Monday, September 12, 2011


Marshmallow Restraint: Fate

Researchers tracked down the four-year-olds who participated in the legendary "Stanford Marshmallow Delayed Gratification Experiment" of 1972 (recently recreated above) to gauge whether they're still the type to go for the single marshmallow right away, or whether they've learned to hold out for that second marshmallow. Since "marshmallows aren't as irresistible to adults," though, the participants — now in their 40s — were instead shown pictures of happy and sad faces, but how that part works is actually still a little confusing. ("[T]he researchers asked participants to react to a series of emotional pictures, primarily happy and sad faces. 'The happy face took the place of the marshmallow,' said ... [the] lead author of the study. 'The positive social cue interfered with the low delayers' ability to suppress his or her actions.'" Wait, what?)

But if the science of happy/sad faces is to be trusted, the updated experiment apparently shows that people who can't delay gratification when they're four can't do it when they're adults, either. So, give your kid a marshmallow, see what happens.

19 Comments / Post A Comment

Christina McMc

Oh man, this only serves to remind me that I've got a huge plastic container full of homemade Rocky Road ice cream at home.


I tested my neice on this - she bit off the top half and tried to stretch the remaining part to look like a whole marshmallow. Which means...future used car salesman? Politician? World ruler? I can't say how much I loved her, for her disney-princess expression of slandered innocence.


um, i'm an adult and i'd still eat a marshmallow if you gave it to me. just sayin.

Terror of the 416

We had a conversation about this very study last weekend, but I didn't realize that the videos would be absolutely hysterical to watch. Children communing with food! I love it.


Has anyone tried this experiment in a room with any non-marshmallow stimuli? Cause to me, these kids just look BORED as HELL.

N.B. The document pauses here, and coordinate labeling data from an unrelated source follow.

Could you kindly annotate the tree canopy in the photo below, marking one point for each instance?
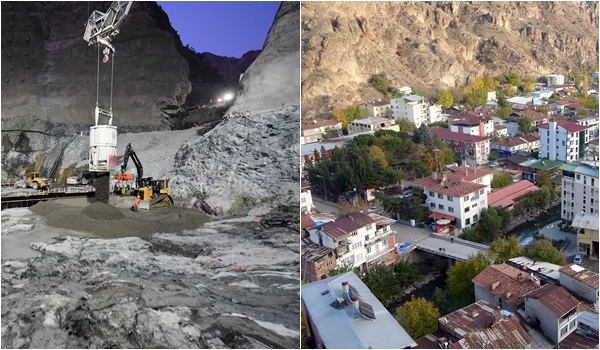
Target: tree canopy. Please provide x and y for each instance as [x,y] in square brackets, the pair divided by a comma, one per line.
[418,317]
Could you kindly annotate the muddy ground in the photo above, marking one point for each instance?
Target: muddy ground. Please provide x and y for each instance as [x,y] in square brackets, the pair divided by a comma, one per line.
[102,276]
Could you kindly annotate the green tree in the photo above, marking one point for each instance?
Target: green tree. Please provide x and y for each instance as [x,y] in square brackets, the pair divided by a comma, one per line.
[405,125]
[382,282]
[490,224]
[460,286]
[377,154]
[504,249]
[418,317]
[526,125]
[445,99]
[542,250]
[501,180]
[423,135]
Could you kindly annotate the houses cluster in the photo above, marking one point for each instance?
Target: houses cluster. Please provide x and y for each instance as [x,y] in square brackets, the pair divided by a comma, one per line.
[515,307]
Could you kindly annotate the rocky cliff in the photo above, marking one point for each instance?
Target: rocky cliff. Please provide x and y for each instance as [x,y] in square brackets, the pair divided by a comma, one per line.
[432,46]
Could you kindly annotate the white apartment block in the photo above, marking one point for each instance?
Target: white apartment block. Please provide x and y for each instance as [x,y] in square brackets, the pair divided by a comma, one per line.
[556,79]
[411,107]
[580,192]
[562,140]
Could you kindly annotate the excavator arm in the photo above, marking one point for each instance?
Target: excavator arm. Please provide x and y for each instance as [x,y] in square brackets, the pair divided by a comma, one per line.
[130,153]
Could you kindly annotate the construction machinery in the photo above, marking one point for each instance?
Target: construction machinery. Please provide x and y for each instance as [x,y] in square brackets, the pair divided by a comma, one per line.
[155,191]
[34,181]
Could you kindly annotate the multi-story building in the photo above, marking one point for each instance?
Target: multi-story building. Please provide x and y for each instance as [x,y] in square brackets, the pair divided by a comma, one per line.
[474,150]
[587,233]
[315,131]
[376,109]
[511,146]
[411,107]
[472,125]
[359,240]
[371,124]
[555,309]
[562,140]
[580,191]
[556,79]
[457,195]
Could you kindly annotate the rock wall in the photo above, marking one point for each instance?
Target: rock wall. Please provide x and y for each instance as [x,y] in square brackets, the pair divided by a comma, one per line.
[432,46]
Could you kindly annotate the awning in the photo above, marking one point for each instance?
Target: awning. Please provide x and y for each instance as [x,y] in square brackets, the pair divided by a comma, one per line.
[435,215]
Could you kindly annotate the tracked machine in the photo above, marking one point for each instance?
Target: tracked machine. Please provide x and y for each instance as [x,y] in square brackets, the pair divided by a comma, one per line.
[155,191]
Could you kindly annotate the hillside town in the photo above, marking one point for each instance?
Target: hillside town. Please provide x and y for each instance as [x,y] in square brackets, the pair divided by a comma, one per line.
[493,201]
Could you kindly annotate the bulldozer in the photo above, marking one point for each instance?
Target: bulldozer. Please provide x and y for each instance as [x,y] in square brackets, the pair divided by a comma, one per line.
[155,191]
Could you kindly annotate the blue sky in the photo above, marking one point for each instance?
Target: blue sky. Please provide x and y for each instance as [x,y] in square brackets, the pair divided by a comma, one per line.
[224,28]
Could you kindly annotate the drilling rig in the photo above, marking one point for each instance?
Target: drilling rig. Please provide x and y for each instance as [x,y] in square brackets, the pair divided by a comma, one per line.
[100,30]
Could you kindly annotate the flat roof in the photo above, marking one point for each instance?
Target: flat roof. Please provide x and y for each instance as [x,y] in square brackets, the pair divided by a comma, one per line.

I am actually quite impressed with these kids' ability to delay gratification of that marshmallow! Where's the pay off?! I want to see the moment that resistance becomes futile ...

I couldn't last that long. True facts. (and yes I know that inability to delay gratification is supposedly associated with lower intelligence :'(


@redheadedandcrazy The longer you hold out, the more marshmallows you get! My mother tested me when I was three or four (call social services?) and I held out, but only because of the prospect of MORE MARSHMALLOWS. I was an exceptionally greedy child.


@sonambula haha I'm not THAT unintelligent! I understand that the whole point is, if you can delay gratification, you get MORE gratification!

Some people (me) still struggle with it :P


I wonder how well the experiment would work with less greedy children though? I remember watching a tiny French child at the airport - her parents handed her an enormous bag of chocolate biscuits, she took two then handed it back. Which would never have happened with any kids I knew. There would have been a flurry of crumbs and then a slightly ashamed looking, chocolate covered child..

(Didn't mean to suggest you were unintelligent! Internet fail.)

Nicole Cliffe

My parents held successful Quiet Contests in the car until I was about 12. Some kids are just more pliable than others.


@Nicole Cliffe
My brother always got me with that. You dont know how disappointed I was when I found out what he was doing. As a kid allergic to sports I was so excited to find a game I could finally WIN!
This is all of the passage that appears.